Modify metaclass to allow DataFrame[Foo] type propagation #99

Open thomasaarholt opened 1 month ago

thomasaarholt commented 1 month ago

The main goal of this was to enable the following pyright type annotations:

import patito as pt
import polars as pl

class Foo(pt.Model):
    name: str

df1 = Foo.DataFrame({"name":["Bean"]})
df2 = pt.DataFrame({"name":["Bean"]}).set_model(Foo) # Type of "df" is "DataFrame[Unknown]"

Before

df1 and df2 report: # Type of "df" is "DataFrame[Unknown]"

After

df1 and df2 report: # Type of "df" is "DataFrame[Foo]"

Discussion

This allows us to robustly pass around dataframes that have the patito Model embedded in the type annotation.

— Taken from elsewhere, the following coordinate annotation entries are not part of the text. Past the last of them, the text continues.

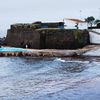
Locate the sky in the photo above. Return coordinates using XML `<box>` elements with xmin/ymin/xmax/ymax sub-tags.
<box><xmin>0</xmin><ymin>0</ymin><xmax>100</xmax><ymax>36</ymax></box>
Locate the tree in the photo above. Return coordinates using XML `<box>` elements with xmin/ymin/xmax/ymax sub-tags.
<box><xmin>85</xmin><ymin>16</ymin><xmax>95</xmax><ymax>27</ymax></box>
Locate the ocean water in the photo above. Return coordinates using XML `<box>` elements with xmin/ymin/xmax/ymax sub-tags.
<box><xmin>0</xmin><ymin>57</ymin><xmax>100</xmax><ymax>100</ymax></box>
<box><xmin>0</xmin><ymin>47</ymin><xmax>32</xmax><ymax>52</ymax></box>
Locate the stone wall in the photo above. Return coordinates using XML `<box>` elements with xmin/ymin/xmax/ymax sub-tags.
<box><xmin>5</xmin><ymin>28</ymin><xmax>89</xmax><ymax>49</ymax></box>
<box><xmin>5</xmin><ymin>30</ymin><xmax>40</xmax><ymax>49</ymax></box>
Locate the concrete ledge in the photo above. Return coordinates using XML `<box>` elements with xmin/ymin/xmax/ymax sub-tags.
<box><xmin>0</xmin><ymin>49</ymin><xmax>88</xmax><ymax>57</ymax></box>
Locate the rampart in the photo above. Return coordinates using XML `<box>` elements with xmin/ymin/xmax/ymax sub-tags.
<box><xmin>5</xmin><ymin>23</ymin><xmax>89</xmax><ymax>49</ymax></box>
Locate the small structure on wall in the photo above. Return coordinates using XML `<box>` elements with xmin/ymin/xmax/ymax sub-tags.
<box><xmin>88</xmin><ymin>23</ymin><xmax>100</xmax><ymax>44</ymax></box>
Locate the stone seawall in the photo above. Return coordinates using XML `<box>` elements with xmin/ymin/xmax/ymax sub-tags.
<box><xmin>5</xmin><ymin>28</ymin><xmax>89</xmax><ymax>49</ymax></box>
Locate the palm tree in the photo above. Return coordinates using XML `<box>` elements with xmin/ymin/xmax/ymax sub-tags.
<box><xmin>85</xmin><ymin>16</ymin><xmax>95</xmax><ymax>27</ymax></box>
<box><xmin>94</xmin><ymin>19</ymin><xmax>100</xmax><ymax>25</ymax></box>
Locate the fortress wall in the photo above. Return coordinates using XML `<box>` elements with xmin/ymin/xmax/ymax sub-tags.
<box><xmin>6</xmin><ymin>28</ymin><xmax>89</xmax><ymax>49</ymax></box>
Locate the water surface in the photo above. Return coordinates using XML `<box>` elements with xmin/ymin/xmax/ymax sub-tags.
<box><xmin>0</xmin><ymin>57</ymin><xmax>100</xmax><ymax>100</ymax></box>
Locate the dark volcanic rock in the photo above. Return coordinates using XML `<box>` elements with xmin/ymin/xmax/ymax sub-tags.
<box><xmin>5</xmin><ymin>25</ymin><xmax>89</xmax><ymax>49</ymax></box>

I am still a bit unsure on how I feel about a df being a DataFrame[Foo] before .validate() but after .set_model(). @dsgibbons and @JakobGM, any thoughts on this?

dsgibbons commented 4 weeks ago

If Foo.DataFrame and set_model are supposed to be analogous to creating a Pydantic model, shouldn't we be running validate before returning the DataFrame? This would make patito function more like Pydantic, and, as a bonus, we then know that the resulting table is actually of type Foo. I guess the main issue is that validate may be quite expensive, but wouldn't everyone using this library want to run validate anyway?